The dilemma of the seal-woman is perhaps indicative of the conflicts of living a full and creative life: there is a time for shedding one’s skin, for revealing talents and beauty, but there is also the need to go where we are safe to make our art and connect with ourselves, to  draw, paint, write, dance, sing alone and in the company of others like ourselves who support and understand.

Without her skin, the seal-woman lives on land as a human, but as the years pass she begins to decline. When she finally gets back her skin, its containment frees her, enabling her to return to the depths of the ocean where she is truly herself, wild and free. The resumption of the skin thus enables her return home, to a home that is neither place nor building; home as a place of rightness.

When we swim down deep into our thoughts and feelings and imagination we find our own wildness, our truth and we are able to nourish ourselves.

“It takes will and force… but it can be done…one will awaken to the voice calling from home, calling one back to the core self where one’s immediate wisdom is whole and accessible.”

Clarissa Pinkola Estes in ‘Women Who Run With Wolves’

We all need such a home, a place for aloneness and togetherness, for making our own art and sharing it with others.

Small gifts were brought in spontaneously – on this occasion, a ring of shells, uncannily appropriate to the under-water theme of the workshop!

Sometimes in our workshops there was total silence, a warm gentle deeply-focussed quiet out of which playful exploratory unique personal artworks grew. 

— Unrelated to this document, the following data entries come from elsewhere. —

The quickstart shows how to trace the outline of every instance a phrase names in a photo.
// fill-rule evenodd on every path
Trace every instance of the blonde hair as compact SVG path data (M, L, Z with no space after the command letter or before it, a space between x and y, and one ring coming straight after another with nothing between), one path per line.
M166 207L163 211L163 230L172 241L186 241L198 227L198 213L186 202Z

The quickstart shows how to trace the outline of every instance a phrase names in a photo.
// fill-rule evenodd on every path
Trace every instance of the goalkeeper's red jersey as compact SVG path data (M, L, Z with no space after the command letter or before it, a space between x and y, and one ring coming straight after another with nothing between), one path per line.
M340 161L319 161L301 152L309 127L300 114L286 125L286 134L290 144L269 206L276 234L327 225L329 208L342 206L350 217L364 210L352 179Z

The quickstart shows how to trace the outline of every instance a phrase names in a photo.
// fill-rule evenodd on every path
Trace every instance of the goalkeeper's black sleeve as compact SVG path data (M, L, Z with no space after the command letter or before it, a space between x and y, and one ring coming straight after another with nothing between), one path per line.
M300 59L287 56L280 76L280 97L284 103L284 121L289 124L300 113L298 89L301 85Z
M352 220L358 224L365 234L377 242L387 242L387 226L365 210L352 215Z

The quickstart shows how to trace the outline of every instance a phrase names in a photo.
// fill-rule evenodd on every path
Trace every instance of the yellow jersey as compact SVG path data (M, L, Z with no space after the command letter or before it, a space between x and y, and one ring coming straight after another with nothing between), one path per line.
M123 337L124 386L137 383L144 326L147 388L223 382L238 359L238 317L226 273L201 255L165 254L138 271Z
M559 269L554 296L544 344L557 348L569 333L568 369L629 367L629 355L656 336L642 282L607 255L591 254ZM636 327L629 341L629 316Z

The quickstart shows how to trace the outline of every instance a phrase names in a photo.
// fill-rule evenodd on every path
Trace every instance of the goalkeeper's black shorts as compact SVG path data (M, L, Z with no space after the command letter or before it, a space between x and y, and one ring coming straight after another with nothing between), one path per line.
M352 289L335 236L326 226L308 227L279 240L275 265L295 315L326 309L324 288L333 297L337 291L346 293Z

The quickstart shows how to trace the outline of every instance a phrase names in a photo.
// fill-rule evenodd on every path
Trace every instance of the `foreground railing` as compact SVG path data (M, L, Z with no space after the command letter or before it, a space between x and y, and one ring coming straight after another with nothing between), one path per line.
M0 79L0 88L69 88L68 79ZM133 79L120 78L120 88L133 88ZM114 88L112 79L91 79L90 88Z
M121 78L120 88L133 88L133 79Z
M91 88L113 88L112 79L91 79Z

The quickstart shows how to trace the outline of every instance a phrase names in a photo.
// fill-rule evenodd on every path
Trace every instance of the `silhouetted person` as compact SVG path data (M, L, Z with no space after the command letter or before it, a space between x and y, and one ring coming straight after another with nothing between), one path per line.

We used watercolour resist-techniques to make concertina books (also known as leporello books) inventing characters who are transformed underwater into wild and fantastical selves.

“Stories awaken a sense of movement and colour and design that helps the conscious mind to contact the essence of a scene or character.”

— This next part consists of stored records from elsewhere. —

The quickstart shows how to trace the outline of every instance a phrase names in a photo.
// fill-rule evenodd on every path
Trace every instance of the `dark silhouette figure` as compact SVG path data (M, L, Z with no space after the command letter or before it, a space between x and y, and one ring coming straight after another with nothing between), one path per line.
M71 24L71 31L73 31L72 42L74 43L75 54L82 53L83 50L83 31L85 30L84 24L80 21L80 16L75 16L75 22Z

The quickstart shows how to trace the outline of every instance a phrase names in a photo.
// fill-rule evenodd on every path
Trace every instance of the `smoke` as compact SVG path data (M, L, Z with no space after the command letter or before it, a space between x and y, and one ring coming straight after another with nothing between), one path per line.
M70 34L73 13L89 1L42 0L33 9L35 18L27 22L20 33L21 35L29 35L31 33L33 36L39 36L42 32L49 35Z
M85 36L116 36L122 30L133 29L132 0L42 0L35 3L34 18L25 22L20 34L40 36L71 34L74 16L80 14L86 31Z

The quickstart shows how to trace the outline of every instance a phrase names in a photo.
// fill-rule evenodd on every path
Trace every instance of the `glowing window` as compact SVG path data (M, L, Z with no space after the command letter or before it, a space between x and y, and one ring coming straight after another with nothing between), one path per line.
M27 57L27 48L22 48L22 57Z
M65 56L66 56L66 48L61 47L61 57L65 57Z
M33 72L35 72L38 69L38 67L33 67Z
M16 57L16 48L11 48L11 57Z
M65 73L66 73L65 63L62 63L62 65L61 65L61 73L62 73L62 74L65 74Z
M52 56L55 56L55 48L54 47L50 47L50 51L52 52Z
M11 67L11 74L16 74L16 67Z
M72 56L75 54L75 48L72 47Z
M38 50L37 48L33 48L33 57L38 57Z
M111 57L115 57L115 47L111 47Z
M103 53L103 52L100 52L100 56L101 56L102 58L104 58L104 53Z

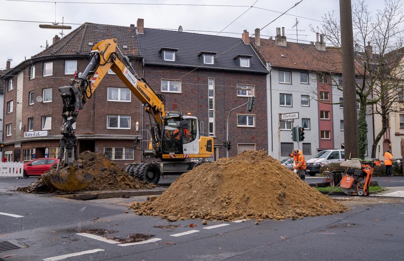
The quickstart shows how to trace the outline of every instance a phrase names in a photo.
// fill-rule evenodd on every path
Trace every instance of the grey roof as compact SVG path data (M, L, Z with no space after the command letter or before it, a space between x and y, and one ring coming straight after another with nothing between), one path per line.
M144 28L138 37L146 64L268 73L252 48L241 38L151 28ZM162 59L162 48L178 49L175 61ZM214 64L203 64L198 56L201 52L216 53ZM237 55L251 56L250 67L240 67L233 59Z

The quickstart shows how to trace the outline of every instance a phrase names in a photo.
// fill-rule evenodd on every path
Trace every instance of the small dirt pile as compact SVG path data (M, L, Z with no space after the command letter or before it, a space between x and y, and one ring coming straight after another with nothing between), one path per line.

Nancy Mellon in ‘Storytelling and the Art of Imagination’

The period of making art prior to sitting in our story circle was vital to creating the feeling of freedom and generosity, the expansiveness to dream and invent from which good stories are made. Out of the circle of talk and laughter wonderful stories emerged, playful, sweet, true.  

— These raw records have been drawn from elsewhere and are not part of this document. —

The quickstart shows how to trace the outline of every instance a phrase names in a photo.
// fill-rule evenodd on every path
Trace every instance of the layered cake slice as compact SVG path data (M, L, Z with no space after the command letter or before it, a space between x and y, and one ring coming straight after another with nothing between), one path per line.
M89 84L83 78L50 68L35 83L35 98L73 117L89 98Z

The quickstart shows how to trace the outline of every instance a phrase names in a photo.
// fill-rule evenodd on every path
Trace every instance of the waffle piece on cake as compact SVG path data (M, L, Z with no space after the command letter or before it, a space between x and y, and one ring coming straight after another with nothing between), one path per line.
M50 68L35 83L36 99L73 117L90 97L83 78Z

Even after participants went home, they carried on working! Exquisite, heart-felt poems and short stories appeared in private hours, were written down and read out the following week – stories seemingly born out of the simplest of fairytale prompts.

“The imaginative world, though an unstable region, is a profoundly real one. In it is constant motion and transformation… gradually you can orient yourself and interpret what is happening there.”

Nancy Mellon in ‘Storytelling and the Art of Imagination’

Making art and making stories together, exploring the old tales with their simple words and strange images, their layers of meaning, messages, ideas and solace – it is a way to releasing the imagination and letting it lead us to creativity and connection; a way to being at home in the world.